First Seals The Untold Story of the Forging of America S Most Elite Unit

Patrick K O Donnell.  First Seals: The Untold Story of the Forging of America’s Most Elite Unit.  Boston, MA: Da Capo Press, October 28th, 2014. 320 pp.

The title of the book could be somewhat misleading.  One might think this is a book on the early history of the US Navy SEALs which began its origin with the Navy Underwater Demolition Teams (UDT) during World War Two.  Typically most books on the history of the SEALs trace their lineage to the UDTs.  Instead this book focuses the Office of Strategic Services’ Maritime Unit (MU).  After getting over the initial expectation that this was going to be about the SEALs or the UDT the book turned out to be an amazing account of the men and the operations of Maritime Unit that was much ahead in their days of Naval commando operations even compated to their contemporary UDTs with the MU’s advance technological breathing masks, sea-to-land direct actions, parachuting capabilities, support for partisan fighters behind enemy lines, sabotage and advanced reconnaissance.  Like the modern SEALs of today the role of those in the MU were at times blurred from land and sea operations.  This book tells the incredible stories of these men that read like a novel.  The most harrowing account in the book is the story of Navy Lt.

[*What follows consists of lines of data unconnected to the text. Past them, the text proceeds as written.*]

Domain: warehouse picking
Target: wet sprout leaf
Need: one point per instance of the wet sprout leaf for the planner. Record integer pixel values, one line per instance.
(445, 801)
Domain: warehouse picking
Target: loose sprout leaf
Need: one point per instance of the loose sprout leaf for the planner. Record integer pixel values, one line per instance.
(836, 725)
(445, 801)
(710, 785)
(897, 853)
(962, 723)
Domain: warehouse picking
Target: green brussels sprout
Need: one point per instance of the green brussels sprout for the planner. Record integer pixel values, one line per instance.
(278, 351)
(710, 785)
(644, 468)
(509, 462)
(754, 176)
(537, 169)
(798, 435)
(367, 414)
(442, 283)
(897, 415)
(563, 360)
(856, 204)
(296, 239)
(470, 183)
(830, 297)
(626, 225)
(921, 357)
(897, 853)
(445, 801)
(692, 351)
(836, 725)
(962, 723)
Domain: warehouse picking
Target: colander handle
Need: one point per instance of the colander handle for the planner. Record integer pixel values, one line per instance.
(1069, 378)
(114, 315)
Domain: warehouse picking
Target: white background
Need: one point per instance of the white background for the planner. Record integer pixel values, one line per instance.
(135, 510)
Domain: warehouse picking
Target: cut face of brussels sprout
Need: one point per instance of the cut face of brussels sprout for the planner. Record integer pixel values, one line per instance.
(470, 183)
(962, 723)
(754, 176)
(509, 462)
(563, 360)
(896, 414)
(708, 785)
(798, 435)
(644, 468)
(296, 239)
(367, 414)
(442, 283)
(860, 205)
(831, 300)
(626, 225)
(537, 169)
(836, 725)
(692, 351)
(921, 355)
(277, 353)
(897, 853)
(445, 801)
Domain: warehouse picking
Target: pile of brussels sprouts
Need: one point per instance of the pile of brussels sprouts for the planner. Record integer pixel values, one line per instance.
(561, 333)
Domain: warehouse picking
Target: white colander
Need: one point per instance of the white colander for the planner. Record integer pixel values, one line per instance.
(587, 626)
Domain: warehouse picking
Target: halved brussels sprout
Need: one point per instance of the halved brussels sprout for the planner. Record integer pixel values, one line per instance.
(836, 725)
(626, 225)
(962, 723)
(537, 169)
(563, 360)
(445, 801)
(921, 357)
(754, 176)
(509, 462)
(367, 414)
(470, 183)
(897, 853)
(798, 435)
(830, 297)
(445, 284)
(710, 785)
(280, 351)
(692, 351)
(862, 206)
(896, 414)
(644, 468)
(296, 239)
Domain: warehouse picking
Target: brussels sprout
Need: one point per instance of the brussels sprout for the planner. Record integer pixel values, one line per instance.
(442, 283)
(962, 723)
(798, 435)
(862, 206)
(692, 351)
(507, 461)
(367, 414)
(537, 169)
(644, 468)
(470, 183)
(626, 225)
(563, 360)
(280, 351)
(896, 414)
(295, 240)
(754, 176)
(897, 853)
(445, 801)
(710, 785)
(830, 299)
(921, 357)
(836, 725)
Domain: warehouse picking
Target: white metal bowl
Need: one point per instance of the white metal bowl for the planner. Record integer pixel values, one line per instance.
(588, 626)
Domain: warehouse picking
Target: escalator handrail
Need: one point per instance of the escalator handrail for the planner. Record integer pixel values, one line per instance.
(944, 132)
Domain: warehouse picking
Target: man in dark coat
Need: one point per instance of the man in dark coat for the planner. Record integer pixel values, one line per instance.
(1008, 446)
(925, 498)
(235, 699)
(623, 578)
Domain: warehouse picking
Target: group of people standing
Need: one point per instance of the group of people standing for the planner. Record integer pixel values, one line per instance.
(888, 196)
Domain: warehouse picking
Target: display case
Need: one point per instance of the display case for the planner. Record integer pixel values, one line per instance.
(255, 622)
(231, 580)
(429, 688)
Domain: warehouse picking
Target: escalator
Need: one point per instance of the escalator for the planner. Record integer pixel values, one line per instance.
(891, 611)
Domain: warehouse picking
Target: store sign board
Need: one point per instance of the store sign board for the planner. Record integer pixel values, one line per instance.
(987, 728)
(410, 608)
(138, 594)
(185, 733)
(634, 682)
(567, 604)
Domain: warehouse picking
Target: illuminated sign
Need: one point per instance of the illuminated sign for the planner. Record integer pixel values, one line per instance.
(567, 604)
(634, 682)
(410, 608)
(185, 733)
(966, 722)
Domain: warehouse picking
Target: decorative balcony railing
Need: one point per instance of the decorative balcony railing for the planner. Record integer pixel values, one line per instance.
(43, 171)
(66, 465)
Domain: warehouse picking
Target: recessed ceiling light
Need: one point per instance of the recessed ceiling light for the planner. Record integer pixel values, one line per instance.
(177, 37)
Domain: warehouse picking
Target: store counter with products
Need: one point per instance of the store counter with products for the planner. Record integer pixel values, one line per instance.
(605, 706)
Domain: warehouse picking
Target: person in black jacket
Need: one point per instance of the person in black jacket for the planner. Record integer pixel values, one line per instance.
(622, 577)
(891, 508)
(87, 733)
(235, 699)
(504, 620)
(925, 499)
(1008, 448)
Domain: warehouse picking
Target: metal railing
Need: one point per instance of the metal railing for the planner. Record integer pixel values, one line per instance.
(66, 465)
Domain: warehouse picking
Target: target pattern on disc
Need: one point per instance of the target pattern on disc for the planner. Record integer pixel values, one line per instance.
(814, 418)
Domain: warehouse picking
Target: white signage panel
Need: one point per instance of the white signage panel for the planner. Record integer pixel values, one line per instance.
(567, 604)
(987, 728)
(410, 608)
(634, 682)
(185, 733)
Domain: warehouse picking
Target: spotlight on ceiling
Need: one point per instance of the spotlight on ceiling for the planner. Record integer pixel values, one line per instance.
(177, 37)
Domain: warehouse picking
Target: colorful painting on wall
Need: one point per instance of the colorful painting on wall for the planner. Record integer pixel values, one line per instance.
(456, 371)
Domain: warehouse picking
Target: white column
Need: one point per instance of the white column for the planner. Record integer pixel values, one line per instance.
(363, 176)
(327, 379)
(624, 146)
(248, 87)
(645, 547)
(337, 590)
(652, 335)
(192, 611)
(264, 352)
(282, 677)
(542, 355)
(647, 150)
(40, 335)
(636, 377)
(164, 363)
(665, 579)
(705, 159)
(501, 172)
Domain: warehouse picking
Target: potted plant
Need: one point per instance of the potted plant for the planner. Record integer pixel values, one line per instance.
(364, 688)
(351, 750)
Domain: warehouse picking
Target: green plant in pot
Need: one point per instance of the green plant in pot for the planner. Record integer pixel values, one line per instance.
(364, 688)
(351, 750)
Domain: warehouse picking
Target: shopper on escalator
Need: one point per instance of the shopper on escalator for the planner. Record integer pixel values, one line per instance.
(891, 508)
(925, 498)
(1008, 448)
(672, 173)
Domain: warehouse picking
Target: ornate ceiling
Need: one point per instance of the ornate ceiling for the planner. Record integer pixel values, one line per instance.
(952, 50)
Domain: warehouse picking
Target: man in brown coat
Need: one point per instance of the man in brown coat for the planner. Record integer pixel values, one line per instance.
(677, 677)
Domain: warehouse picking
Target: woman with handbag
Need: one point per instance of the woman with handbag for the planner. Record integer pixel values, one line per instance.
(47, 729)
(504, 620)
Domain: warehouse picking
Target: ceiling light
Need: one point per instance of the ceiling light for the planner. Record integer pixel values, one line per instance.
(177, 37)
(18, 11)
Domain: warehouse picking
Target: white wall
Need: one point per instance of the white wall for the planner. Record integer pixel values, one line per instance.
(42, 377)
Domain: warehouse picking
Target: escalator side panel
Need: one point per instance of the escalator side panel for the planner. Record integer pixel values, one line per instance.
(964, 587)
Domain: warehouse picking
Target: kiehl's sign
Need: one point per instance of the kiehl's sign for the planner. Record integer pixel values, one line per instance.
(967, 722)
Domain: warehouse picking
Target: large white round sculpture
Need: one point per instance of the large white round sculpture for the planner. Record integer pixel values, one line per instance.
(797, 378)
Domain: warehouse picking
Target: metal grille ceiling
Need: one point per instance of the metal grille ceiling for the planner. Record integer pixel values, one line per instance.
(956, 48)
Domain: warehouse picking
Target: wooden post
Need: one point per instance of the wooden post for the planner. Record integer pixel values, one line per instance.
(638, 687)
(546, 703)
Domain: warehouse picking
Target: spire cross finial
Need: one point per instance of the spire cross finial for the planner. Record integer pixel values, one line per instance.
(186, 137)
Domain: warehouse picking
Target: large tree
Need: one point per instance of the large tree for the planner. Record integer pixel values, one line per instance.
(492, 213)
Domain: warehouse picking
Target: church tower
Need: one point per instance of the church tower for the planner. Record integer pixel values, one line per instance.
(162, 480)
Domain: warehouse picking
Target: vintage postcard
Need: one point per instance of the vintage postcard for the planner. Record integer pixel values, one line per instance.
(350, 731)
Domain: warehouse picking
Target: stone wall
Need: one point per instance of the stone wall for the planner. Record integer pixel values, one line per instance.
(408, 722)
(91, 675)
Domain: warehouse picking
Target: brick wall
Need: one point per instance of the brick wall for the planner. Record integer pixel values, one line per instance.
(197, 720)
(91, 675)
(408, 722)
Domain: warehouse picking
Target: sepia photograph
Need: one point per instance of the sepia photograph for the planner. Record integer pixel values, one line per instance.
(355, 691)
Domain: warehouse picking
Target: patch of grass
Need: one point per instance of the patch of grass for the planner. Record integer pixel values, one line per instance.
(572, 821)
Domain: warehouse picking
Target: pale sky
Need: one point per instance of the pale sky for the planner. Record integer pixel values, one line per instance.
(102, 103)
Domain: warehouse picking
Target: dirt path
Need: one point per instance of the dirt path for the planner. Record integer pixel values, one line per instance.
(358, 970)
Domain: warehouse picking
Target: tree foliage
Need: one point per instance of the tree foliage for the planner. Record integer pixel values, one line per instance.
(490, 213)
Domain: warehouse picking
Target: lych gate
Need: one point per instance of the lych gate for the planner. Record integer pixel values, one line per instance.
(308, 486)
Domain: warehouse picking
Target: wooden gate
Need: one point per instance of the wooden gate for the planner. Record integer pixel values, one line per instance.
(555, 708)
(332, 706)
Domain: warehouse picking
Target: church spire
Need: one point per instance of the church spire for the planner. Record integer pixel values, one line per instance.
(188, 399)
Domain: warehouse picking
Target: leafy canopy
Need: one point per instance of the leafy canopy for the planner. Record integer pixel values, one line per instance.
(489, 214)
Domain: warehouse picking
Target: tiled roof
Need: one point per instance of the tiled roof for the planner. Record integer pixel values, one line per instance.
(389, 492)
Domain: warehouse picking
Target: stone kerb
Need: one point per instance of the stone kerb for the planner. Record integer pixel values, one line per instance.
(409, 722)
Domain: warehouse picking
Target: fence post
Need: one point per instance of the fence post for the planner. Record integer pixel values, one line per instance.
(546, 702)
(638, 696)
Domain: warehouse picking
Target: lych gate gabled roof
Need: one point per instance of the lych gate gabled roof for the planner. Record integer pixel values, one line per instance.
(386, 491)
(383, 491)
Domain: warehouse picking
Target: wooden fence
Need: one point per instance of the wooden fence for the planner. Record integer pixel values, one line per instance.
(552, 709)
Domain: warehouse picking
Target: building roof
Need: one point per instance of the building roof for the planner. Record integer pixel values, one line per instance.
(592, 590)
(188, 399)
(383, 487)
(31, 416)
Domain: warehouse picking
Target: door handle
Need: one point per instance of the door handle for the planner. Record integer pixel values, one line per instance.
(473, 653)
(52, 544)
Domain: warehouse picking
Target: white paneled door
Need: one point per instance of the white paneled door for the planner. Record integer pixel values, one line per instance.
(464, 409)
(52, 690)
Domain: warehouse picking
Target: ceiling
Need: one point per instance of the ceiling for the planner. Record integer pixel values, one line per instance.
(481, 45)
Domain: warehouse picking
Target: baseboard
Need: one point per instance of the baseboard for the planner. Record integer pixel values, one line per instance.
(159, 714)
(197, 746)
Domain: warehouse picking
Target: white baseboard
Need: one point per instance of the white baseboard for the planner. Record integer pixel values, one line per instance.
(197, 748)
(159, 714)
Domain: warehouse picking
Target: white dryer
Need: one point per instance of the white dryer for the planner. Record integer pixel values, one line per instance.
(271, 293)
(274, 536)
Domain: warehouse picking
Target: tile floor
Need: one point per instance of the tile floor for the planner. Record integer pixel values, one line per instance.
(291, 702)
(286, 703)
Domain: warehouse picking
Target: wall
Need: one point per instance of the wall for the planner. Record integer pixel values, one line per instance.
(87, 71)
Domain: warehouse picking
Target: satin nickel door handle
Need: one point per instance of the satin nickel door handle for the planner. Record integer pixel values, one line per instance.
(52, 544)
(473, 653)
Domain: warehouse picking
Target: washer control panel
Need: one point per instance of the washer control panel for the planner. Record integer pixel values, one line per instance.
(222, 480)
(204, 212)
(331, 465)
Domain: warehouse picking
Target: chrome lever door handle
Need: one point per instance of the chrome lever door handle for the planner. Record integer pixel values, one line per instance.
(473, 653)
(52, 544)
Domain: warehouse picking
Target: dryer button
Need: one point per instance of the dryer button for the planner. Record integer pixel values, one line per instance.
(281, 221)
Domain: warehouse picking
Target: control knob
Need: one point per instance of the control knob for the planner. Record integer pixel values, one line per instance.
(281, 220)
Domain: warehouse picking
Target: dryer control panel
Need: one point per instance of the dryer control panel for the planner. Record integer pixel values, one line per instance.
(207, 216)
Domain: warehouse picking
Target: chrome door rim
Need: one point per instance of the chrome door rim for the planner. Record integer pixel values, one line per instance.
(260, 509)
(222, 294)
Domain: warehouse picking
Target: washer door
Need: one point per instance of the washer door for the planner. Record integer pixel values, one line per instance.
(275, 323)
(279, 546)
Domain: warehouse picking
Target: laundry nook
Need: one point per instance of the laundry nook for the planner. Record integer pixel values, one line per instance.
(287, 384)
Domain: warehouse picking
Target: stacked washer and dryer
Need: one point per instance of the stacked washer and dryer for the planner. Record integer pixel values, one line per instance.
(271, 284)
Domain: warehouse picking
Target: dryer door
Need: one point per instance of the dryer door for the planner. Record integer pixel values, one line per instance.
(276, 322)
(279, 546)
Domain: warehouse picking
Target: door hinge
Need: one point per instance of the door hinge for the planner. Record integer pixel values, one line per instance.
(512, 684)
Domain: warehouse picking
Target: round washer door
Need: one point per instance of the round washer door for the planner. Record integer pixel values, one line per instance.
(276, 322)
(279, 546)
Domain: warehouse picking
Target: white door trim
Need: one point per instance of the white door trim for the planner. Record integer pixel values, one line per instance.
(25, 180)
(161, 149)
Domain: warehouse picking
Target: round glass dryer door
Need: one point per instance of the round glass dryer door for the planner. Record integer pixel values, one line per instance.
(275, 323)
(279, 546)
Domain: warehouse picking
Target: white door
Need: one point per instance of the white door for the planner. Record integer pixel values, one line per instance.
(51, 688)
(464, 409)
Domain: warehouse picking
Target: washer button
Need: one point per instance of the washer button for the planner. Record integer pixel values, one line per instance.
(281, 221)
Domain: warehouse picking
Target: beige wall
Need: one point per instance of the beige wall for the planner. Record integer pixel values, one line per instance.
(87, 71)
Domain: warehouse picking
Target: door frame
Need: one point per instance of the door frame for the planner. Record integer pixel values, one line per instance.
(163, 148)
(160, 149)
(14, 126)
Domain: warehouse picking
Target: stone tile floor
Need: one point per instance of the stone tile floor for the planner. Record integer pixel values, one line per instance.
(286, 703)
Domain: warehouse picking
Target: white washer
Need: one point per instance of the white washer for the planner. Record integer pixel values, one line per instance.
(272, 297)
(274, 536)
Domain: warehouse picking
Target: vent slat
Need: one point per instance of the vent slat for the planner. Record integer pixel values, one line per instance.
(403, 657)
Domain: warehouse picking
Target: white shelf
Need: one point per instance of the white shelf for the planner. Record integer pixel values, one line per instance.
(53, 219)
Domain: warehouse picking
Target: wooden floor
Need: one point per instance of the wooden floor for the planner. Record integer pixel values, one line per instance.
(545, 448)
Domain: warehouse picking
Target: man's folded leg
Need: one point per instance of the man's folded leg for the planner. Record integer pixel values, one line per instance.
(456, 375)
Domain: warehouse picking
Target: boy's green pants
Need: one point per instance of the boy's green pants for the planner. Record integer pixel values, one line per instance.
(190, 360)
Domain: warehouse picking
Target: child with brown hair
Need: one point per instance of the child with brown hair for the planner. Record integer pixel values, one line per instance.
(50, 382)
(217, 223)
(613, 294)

Jack Taylor who was captured by the Nazis deep within enemy lines and was sent to a concentration camp.  Taylor was marked for death many times by the Nazis but camp clerks who were made up of prisoners themselves kept on erasing his name and/or going in line ahead of him whenever the Nazis gathered people to be killed.  Many of these European prisoners wanted Taylor to be alive so that America and Western Europe would have an American witness of the Camp’s atrocities and therefore convinced the West that the Holocaust was real.  It made me tear up seeing how those in the Concentration Camp can act almost like animals in survival mode but somehow in the midst of the all the salvage brutality the all too human concern for truth and justice manage to come out.  This is an incredibly good book.